Time: Before Our Parade Passes By

Photo courtesy Carole Leskin
Photo courtesy Carole Leskin

            A few days ago, I came across a Facebook post by one of the services that at times post pithy sayings and thoughts. This one hit me on several levels. The saying was simply “The biggest mistake we make in life is thinking we have more time”. I mention this because the issue of time has become so much more relevant in recent years. Indeed, it is a major subject in several of the workshops we sponsor as part of Jewish Sacred Aging®. This past High Holiday period found me contemplating time as never before. Much of it had to do with the fact that in a short while I will be as old as my father was when he died. A VERY sobering thought and one that I struggle with. But in that thought process something emerged that slowly is taking hold.

            It has to do to with time and the thought that “one day” I would like to do “x”. For some reason it hit me as a stone-cold reality that the “someday” is now. I am blessed to be able to make some of these decisions. In that spirit of not waiting, we made plans to do something that I had put in that “someday” category. During my HUC days many of us took a year off. I did as well and took a pulpit in a suburb of London. It was one of the best years of my life, we made close friends and have been able to get back there many many times. This past May, our granddaughter became Bat Mitzvah. I have had this dream of taking her “someday” to London. That some day was now. We just came back from six hectic but fantastic days in London. The experience was wonderful and, as I thought about it on the plane home, I realized that we had made a memory that she will hold on to for the rest of her life. Time reminds me that no matter how much I wish to, I cannot go where she will go. So, we gave her a gift of an experience and a memory.

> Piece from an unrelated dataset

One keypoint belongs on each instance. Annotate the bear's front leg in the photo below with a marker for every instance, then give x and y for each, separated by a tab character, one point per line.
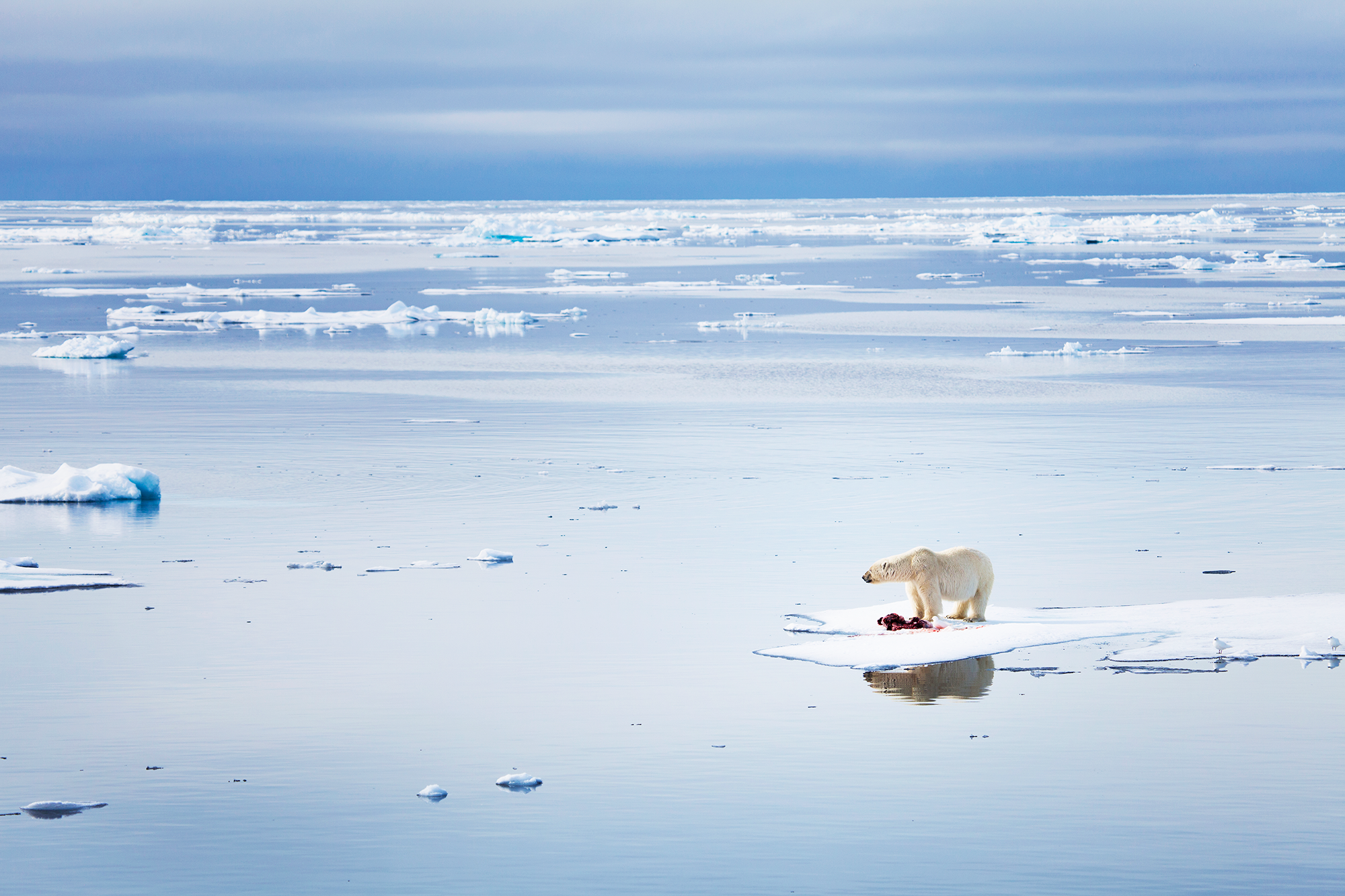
927	599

            The issue is not taking such a trip. The issue is to NOT put off sharing experiences with family, friends, and your own self. No one knows when the “someday” will run out. Many of us in our generation can create such memories. Do not wait. An experience creates memories that transcend time. It is a gift we can give others and ourselves. Money is not an issue. The issue is not waiting to take time to create moments of memory with people we love.  Each of us can have the opportunity to create these memories and they are priceless. Please think about this as people gather for holiday celebrations. Do not allow that time to pass. Let’s not, as our lives change, look backward with regret that “if only” I had done this. Rather may all of us be in that position, to look back and say how glad we were that we took that trip, shared those moments, took that time to make those memories that transcend time and place.

Shalom,

Rabbi Richard F Address

2 Comments

  1. Somewhere between time flies and time stands still – are the sublime moments of awareness that these moments might be the very last. And, it is in those sacred “last” moments that we find the “if only’s, shoulda’s, coulda’s, and woulda’s that being left undone, tear at the core of your kishkas. The “why didn’t I’s tear right into your spirit as you succumb to the reality: there will be no more moments. The sickening feeling of all that was left undone. The pit of the stomach pain knowing you will never – in THIS life – accomplish, fulfill, finish, dreams.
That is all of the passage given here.